There are two more parameters in the entry. Acceleration - this is a sharp increase in the child's pulse for 0.5-1 minute. On the record, it will be displayed as a “mountain”. As a rule, the presence of accelerations, especially in response to fetal movement, is a good sign. Deceleration - a sharp decrease in the fetal heart rate. The presence of heart rate drops is a poor prognostic sign.


The doctor evaluates all these signs according to a point system and puts on each item from 0 to 2 points.

  • If 8 - 10 points are set, we can talk about the normal development and condition of the child in the womb.
  • From 5 to 7 points indicates the need for additional research methods, for example, an ultrasound study with Doppler.
  • If the CTG scored only 4 points, this may be a sign of fetal suffering.

But the doctor may not give points. With experience, an obstetrician-gynecologist evaluates visually and distinguishes “good” CTG from “bad”.

If the device that records the heartbeat curve itself evaluates it, deciphering the fetal cardiotocography is not particularly difficult. All data will be printed at the end of the study, and the record is kept for as long as the machine needs to evaluate the data.
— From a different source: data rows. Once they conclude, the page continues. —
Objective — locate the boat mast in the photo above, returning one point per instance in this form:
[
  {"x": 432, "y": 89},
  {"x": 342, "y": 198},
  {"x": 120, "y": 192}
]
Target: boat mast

In this case, the main criterion is the variability, which normally should not be less than 4 or more than 20. But the doctor will also pay attention to all other columns of the results.

Pathological recording of cardiotocography

There are a lot of types of pathological rhythms in a baby and only a specialist can recognize them. One of these options is to reduce the basal rate to less than 120 beats per minute.

This rhythm may be associated with:

  1. Congenital anomalies of the child's heart.
  2. Maternal use of drugs that slow the pulse.
  3. Incorrect position of the baby.
  4. Intrauterine risk of oxygen starvation.

Tachycardia above 160 beats per minute can be caused by:

  1. An increase in temperature in the mother with colds.
  2. Smoking and alcohol consumption during pregnancy.
  3. Fetoplacental insufficiency.
  4. Probability of cord entanglement.

Fetal cardiotocography helps to suspect the diagnosis. This method is not definitive and requires the support of other studies.

When can a false result be registered?

Often, a preliminary diagnosis made on the basis of cardiotocography is not confirmed by other methods. This may be due to the temporary conditions of the unborn baby or some registration features:

  1. When recording in the supine position. The uterus compresses the aorta, and a sufficient supply of oxygen stops for a while.
  2. Before the recording, the mother took drugs of an exciting or calming effect.
  3. Active behavior of the mother or fetus will create difficulties in continuous recording.
  4. Obesity in pregnancy.
  5. Insufficient fit of the sensor or the absence of a special gel.
  6. Baby's dream.

In this regard, the woman is offered to repeat the recording after some time or confirm it with other instrumental methods.

Almost every pregnant woman who is registered in the antenatal clinic knows what is fetal CTG. Do not be upset in advance if this method showed any pathology.

Very often this is just a temporary state of the fetus, and the picture will change at the next registration. But still, if the diagnosis is confirmed, and will not respond to treatment for hours or days, the doctor will raise the issue of early delivery.

Recently, portable monitors have begun to appear to record the baby's heartbeat. Thanks to this, parents can listen to the heartbeat of their child around the clock.

Answers on questions

How to prepare for fetal CTG?

Special preparation for this method is not required. A woman should come rested in a good mood and have a little snack. Excessive food intake or hunger can lead to pathological behavior of the unborn baby. It is advisable to choose a time when your baby is awake and moving.

When is fetal CTG done?

This method is used starting from the 32nd week of pregnancy. At every or almost every visit to the antenatal clinic, a CTG is recorded. In many hospitals, the fetal heart rate is recorded daily, and if there are deviations in the recording, even twice a day. At the appointment in the antenatal clinic, in the case when the doctor does not hear the beat well with the help of a tube, he can record a CTG.